Tuesday, April 15, 2008
1Cor 1, 2-3 Grace to you and peace from God our Father
(1Cor 1, 2-3) Grace to you and peace from God our Father
[2] To the church of God that is in Corinth, to you who have been sanctified in Christ Jesus, called to be holy, with all those everywhere who call upon the name of our Lord Jesus Christ, their Lord and ours. [3] Grace to you and peace from God our Father and the Lord Jesus Christ.
(CCC 752) In Christian usage, the word "church" designates the liturgical assembly (Cf. 1 Cor 11:18; 14:19, 28, 34, 35), but also the local community (Cf. 1 Cor 1:2; 16:1) or the whole universal community of believers (Cf. 1 Cor 15:9; Gal 1:13; Phil 3:6). These three meanings are inseparable. "The Church" is the People that God gathers in the whole world. She exists in local communities and is made real as a liturgical, above all a Eucharistic, assembly.
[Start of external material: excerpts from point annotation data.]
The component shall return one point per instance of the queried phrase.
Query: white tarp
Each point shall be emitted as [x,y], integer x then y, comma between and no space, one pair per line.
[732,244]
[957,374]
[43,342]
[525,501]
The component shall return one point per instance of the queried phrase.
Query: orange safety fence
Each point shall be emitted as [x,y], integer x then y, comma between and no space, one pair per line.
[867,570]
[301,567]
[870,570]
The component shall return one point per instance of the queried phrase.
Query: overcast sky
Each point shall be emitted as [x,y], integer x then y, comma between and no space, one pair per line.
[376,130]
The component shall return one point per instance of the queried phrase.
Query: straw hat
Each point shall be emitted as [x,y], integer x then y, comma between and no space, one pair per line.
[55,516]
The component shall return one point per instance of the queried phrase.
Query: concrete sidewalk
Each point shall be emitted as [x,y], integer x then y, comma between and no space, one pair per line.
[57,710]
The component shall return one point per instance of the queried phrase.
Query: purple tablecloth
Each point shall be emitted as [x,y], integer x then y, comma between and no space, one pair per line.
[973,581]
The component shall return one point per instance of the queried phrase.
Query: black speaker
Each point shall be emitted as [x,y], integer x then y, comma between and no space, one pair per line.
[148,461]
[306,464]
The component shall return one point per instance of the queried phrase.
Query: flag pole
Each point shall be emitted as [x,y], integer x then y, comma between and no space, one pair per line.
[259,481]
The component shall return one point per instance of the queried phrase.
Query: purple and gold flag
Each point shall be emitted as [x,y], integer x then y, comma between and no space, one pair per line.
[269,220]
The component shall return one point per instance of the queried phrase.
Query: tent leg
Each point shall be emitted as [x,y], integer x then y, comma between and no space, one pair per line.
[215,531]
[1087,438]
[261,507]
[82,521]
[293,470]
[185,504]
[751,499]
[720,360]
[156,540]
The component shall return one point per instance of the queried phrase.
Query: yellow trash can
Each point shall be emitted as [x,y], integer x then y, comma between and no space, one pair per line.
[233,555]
She draws her life from the word and the Body of Christ and so herself becomes Christ's Body. (CCC 1695) "Justified in the name of the Lord Jesus Christ and in the Spirit of our God" (2 Cor 6:11), "sanctified... (and) called to be saints" (1 Cor 1:2), Christians have become the temple of the Holy Spirit (Cf. 1 Cor 6:19). This "Spirit of the Son" teaches them to pray to the Father (Cf. Gal 4:6) and, having become their life, prompts them to act so as to bear "the fruit of the Spirit" (Gal 5:22, 25) by charity in action. Healing the wounds of sin, the Holy Spirit renews us interiorly through a spiritual transformation (Cf. Eph 4:23). He enlightens and strengthens us to live as "children of light" through "all that is good and right and true" (Eph 5:8, 9).